Should guru's ratings be included on wine lists?

Nation's Restaurant News, Jan 13, 1992 by Mort Hochstein

I PREDICTED IT WOULD HAPPEN, but I'm terribly sorry it did. About a year ago I wrote about the sad practice of retailers who use ratings by such authorities as Robert Parker and The Wine Spectator rather than product knowledge and salesmanship to sell wine. I wondered, in print, when some restaurant would adopt the idea.

Well, it's happened in Baltimore, where the Baltimore Grille at the Omni Inner Harbor Hotel recently inaugurated a list that quotes the numerical ratings of Spectator, Parker and syndicated columnist Jerry Mead. F & B director Stephen Henderson, who has assembled an award-winning list and runs a super-high-volume bar in the hotel, defends the practice as a help to customers in choosing wines. Henderson, however, says the system is still being tested and is not engraved in stone.

It will be interesting if Henderson plots the sales of wines with 70 ratings against those with 90s. I hate to see people letting some wine guru make buying decisions for them. Henderson is an innovator, but I hope he doesn't become a trend setter.

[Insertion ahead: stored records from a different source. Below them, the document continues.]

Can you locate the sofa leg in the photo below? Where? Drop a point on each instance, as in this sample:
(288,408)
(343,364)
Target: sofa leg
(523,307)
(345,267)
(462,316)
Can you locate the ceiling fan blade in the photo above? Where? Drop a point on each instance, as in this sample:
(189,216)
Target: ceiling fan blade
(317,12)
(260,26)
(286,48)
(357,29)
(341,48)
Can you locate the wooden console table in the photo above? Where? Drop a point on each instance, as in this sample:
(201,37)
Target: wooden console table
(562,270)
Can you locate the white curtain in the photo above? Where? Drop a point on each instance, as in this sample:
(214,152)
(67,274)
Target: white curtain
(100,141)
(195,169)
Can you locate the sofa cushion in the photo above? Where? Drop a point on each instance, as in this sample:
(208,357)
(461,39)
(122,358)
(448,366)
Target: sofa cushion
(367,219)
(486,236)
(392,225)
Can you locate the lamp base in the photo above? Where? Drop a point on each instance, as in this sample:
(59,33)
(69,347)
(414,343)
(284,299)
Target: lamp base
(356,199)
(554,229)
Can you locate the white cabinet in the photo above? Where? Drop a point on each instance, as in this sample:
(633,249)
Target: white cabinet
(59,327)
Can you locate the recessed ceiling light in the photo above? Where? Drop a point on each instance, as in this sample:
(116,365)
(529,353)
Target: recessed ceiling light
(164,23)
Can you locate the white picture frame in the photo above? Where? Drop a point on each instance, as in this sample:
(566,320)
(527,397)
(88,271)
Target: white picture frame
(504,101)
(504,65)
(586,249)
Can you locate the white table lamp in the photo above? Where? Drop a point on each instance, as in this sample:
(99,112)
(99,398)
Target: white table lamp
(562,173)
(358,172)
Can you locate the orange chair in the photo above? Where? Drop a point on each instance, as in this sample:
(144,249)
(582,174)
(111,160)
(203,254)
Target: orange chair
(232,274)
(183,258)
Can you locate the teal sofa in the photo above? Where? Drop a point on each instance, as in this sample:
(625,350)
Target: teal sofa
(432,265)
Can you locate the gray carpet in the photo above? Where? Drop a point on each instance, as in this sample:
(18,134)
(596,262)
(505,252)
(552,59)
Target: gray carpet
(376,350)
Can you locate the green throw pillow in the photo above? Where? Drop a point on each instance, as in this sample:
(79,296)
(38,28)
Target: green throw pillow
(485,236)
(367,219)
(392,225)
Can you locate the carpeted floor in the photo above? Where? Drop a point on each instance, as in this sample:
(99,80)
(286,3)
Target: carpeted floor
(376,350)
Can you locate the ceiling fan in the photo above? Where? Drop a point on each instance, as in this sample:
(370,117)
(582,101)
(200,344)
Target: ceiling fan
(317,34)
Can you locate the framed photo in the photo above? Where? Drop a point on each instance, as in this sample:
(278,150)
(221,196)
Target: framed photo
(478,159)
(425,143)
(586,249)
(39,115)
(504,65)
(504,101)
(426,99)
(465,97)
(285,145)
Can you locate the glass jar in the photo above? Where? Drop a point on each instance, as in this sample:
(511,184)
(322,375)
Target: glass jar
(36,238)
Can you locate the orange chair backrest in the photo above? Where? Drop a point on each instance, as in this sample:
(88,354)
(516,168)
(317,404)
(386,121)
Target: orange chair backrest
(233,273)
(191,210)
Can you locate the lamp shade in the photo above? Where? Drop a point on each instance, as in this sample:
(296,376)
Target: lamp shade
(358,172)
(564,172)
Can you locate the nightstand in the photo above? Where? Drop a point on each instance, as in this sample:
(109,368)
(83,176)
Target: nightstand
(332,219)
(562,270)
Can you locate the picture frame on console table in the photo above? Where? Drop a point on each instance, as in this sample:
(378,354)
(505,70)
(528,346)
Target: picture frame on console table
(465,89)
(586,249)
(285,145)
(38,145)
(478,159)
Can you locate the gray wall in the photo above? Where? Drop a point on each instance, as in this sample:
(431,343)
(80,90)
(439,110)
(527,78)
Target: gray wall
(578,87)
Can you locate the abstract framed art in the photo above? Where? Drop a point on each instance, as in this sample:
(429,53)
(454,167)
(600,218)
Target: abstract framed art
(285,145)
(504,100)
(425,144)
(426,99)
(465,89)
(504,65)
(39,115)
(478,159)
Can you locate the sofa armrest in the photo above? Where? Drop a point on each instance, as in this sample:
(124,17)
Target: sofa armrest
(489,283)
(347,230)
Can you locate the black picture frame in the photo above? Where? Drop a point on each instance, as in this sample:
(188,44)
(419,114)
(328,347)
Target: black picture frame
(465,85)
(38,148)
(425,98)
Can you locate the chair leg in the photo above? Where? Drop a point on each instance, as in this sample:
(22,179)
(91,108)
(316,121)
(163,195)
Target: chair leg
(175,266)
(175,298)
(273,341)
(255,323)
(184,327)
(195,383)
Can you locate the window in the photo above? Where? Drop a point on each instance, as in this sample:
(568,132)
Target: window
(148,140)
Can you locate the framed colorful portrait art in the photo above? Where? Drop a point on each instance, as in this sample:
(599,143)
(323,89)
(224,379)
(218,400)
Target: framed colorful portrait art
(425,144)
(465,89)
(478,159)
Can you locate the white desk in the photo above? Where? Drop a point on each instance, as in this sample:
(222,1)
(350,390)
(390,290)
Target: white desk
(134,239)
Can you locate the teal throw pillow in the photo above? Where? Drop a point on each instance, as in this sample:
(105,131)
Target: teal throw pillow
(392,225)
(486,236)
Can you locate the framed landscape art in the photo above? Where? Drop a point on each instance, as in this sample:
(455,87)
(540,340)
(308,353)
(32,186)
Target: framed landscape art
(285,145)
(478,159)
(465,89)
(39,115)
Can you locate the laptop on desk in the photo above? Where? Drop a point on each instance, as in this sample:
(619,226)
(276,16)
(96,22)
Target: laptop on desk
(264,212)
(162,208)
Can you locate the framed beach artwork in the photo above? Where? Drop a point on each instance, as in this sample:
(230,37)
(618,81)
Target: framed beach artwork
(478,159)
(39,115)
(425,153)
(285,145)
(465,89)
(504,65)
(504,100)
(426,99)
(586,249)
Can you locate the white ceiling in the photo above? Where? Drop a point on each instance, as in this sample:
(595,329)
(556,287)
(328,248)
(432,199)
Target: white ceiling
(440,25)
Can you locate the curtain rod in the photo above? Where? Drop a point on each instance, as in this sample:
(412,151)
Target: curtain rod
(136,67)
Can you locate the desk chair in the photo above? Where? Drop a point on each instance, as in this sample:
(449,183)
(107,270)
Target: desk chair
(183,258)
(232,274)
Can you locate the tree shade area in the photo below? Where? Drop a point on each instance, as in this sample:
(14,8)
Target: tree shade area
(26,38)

Mass in a pub: "Why not?" asked Father Larry David McCormick, pastor of Holy Trinity parish in North Bergen N.J., and so on Dec. 26 he celebrated mass for Saint Stephen's Day in the North Star Pub in the South Street Seaport in New York City. The day is popularly known in Great Britain as Boxing Day, the day on which charitable citizens would provide boxes of food for less fortunate members of the community. North Star has traditionally enlisted its customers and staff to collect food for the needy of New York and has also celebrated the non-hostile holiday by providing free bangers and mash--English sausage and mashed potatoes--to all customers.

B.Y.O.B to a hotel?: New ad campaign for B&B shows photo of young couple preparing to open a bottle and enjoy a drink. The woman holds a hotel "Do Not Disturb" doorknob sign in her hand, and the ad is headlined: "B.Y.O.B & a la chambre 914." I don't think that ad, which may have had a first run in France, will sit well with American F & B directors who sell room service and mini-bar bottles to their hotel guests.

Attention owners of: Lafite Rothschild, Carruades de Lafite and Ch. Duhart Milon Rothschild: The recorking team from Lafite, which hasn't been in this country since '89, will return in May. This time around they'll be recorking and topping up wines from the 1966 vintage or earlier. They'll visit New York, Washington, Chicago, Miami, Houston and Los Angeles. Members of the trade who want thi free service should contact Ms. Setta Tavitan, Chateau and Estates, 375 Park Ave., New York 10152 for reservations. Deadline is Jan. 30.

Virgin reprieved: Almost a quarter of a century ago, Richard Bran Son, the energetic record promoter, merchandiser and founder of Virgin Airways, was convicted by a British court of poaching pigeons on a country estate. When, about five years ago, Branson asked American authorities to grant a liquor license so that he might take alcoholic beverages on board his jumbo jets in the United States, he was turned down because of that criminal record. But the Federal Aviation Administration relented just a few months ago. Branson, now 41, said at a meeting of the Aviation Club in London that he didn't know why the American agency changed its mind, but it may have been because he now wears a bow tie.

Motivated: If anything would make me move to Milwaukee, it might be really good root beer, and that's where it can be found. During the 14 years of Prohibition, the August Schell Brewing Co. in New Ulm, Minn., stayed alive by brewing draft root beer and related candy products.

When Prohibition ended, Schell puts its energies back into the beer business and dropped the soft drink. About a dozen years ago, a Schell division, Ulmer Brewing, reintroduced 1919 Classic American Draft Root Beer in large containers, no cans or bottles, and it's now prospering in a five-state area of the upper Midwest. But sadly, not in New York. Ted Marti, president of Schell, said the firm is one of the few that prospered during Prohibition.

Brief notes: Scott Carney, manager and wine buyer for the Gotham Grill in Manhattan, has been named a Master Sommelier by the Court of Master Sommeliers in London. Only 35 persons, 18 of them Americans, have passed the rigid British examination... Scotch up, it's not happening in the United States, but on a domestic and worldwide basis, sales of scotch whiskey showed a 10-percent increase for the first six months of the year.